What happens thereafter? Does Dr. Vaseekaran win the battle against Pakshikaran? Or does Pakshikaran prove one-up on Dr. Vaseekaran? Is Chitti revived again? Does Dr. Vaseekaran survive? Does Pakshikaran survive?
Shankar’s concept of radiation from cell phones and cell phone towers harming the ecological balance and killing birds is unique, novel and fantastic. His story, woven around the concept, is both, interesting and engaging. The first half has its share of light moments and a good degree of intrigue value too. The second half is stretched a bit and gets boring in parts but the last half an hour is a visual delight. Yes, the fight-to-finish between Dr. Vaseekaran and Pakshikaran does look a bit unjustified if only because none of them is a villain in the true sense of the term. For, although Pakshikaran is now a threat to humankind, he is doing what he is doing for the good of the bird population and the ecological balance. A better and more solid reason for the ultimate fight would’ve made the drama more interesting and worthwhile. But the fast-moving screenplay (by Shankar) keeps the audience interest alive, and expectations, high. The visual effects and computer graphics quite make up for the few lapses in the script. As mentioned above, the climax may not be cent per cent convincing (script-wise) but the sheer presentation is mesmerising. Yes, the screenplay does not afford the usual and ultra-popular Rajinikanth antics – and that’s a minus point. Also, the screenplay is low on emotions. But the back story of Pakshikaran’s birth is so outstanding that it acts like a superb foundation for Pakshikaran’s actions. Abbas Tyrewala’s dialogues are good but not as punch-packed as they ought to have been.

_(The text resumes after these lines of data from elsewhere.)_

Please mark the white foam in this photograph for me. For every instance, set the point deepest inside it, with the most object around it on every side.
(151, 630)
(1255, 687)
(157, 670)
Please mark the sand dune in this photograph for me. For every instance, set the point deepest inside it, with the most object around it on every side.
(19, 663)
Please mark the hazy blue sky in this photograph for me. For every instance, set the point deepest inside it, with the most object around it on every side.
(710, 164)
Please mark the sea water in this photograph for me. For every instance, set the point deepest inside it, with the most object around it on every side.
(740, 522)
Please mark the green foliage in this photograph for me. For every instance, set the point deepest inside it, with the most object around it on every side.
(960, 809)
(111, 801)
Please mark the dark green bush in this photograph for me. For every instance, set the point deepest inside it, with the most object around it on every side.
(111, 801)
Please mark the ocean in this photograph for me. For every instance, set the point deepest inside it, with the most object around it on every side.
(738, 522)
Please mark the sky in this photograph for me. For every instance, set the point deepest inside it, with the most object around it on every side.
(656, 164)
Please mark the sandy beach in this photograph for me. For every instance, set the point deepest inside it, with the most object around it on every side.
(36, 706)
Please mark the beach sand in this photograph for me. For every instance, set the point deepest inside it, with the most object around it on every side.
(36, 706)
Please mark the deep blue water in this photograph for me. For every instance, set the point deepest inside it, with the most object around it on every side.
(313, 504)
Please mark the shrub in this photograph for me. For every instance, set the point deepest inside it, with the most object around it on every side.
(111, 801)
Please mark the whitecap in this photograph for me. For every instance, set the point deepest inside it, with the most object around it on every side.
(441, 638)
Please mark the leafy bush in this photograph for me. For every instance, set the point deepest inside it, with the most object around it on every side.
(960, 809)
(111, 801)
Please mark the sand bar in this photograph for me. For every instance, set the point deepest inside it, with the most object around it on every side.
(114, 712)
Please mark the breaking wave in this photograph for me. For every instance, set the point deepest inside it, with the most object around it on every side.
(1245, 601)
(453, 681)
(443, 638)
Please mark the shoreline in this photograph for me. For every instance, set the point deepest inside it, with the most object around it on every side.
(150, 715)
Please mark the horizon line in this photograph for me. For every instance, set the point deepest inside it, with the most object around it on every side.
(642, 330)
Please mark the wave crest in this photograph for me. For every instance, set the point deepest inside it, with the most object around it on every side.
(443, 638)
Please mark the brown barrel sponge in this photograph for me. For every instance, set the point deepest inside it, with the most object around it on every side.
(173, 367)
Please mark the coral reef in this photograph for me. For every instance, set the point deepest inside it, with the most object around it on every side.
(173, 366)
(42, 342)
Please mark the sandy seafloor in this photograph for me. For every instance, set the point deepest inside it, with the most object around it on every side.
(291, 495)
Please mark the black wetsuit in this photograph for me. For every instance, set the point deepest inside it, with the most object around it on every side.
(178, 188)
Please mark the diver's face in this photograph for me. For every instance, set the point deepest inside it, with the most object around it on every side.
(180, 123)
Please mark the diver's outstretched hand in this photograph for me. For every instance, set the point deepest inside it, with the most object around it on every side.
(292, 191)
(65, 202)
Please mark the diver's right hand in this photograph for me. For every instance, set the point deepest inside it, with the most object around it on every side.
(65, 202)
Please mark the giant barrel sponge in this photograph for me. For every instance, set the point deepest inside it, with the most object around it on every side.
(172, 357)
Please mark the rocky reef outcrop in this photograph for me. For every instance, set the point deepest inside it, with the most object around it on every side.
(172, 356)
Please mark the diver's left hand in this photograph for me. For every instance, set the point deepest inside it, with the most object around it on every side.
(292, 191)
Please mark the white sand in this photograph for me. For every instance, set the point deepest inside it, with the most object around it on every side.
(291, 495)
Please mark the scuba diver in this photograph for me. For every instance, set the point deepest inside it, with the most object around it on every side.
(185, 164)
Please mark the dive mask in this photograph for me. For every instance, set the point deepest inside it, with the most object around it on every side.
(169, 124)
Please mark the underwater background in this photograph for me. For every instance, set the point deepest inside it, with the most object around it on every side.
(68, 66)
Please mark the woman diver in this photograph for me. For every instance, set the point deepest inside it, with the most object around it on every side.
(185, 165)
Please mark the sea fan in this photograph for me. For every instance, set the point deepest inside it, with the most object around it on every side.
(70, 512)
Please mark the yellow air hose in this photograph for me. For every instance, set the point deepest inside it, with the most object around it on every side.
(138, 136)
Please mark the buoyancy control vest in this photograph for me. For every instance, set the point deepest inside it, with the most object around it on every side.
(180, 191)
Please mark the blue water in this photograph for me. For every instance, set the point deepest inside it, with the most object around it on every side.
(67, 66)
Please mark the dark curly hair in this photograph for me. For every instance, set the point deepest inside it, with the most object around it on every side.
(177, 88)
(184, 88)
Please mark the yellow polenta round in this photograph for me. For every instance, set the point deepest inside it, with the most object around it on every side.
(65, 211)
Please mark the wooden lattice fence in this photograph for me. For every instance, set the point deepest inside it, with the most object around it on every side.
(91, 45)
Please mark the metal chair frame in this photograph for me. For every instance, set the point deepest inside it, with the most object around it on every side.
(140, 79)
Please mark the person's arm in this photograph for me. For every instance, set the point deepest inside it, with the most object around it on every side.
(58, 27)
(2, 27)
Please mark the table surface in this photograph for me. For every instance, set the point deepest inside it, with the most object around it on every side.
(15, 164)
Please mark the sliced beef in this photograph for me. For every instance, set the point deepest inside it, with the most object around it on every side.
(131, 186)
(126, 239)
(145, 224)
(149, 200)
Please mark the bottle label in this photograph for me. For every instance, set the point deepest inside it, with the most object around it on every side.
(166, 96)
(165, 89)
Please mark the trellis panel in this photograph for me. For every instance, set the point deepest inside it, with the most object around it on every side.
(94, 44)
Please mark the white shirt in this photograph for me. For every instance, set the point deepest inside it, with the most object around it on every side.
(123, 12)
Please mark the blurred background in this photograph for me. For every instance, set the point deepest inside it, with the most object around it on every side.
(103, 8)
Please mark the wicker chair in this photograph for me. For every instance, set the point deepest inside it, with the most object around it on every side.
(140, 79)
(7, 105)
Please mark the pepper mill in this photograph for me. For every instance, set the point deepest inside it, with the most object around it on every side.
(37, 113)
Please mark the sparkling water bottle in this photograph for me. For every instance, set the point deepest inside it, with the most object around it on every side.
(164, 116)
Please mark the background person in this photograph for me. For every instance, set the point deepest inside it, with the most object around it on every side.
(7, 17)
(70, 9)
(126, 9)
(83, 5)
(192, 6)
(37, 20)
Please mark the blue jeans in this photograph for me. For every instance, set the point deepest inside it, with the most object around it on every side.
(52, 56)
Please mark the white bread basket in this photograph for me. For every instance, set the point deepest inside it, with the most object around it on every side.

Rajinikanth, minus his antics this time, is very good as Dr. Vaseekaran, Chitti and Robot 3.0. His fans will simply adore him but they will definitely miss his typical stunts and antics. Akshay Kumar does a fine job as Pakshikaran. He is convincing when he is in human form and sober. His bird-like avtaar is excellent and his performance in that get-up is also wonderful. Amy Jackson plays human robot Neela effectively and exudes oomph. She looks very pretty too. Sudhanshu Pandey makes his mark in a brief role. Aadil Hussain lends able support as the home minister. Others provide adequate support.
Shankar’s direction is phenomenal. He has given the film a grand scale and has made it in a way that people will be blown off their minds with the computer graphics and visual effects, both of which are of international standards. The 3D conversion (by Prime Focus) is also terrific. A.R. Rahman’s music is ordinary. Background music is impactful. Bosco-Caesar’s choreography is fair. Nirav Shah’s cinematography is absolutely outstanding. The prosthetics (by Legacy Effects) deserve distinction marks. Action and stunts (by Kenny Bates, Nick Powell, Steven Griffin and Silva) are thrilling and exciting. Production designing (by T. Muthuraj) is of an excellent standard. Anthony’s editing is sharp. Dubbing is lovely.
On the whole, 2.0 (dubbed) is a surefire hit and will keep everyone associated with the film as also the audience very happy. It can easily touch the 100-crore mark in the first weekend itself.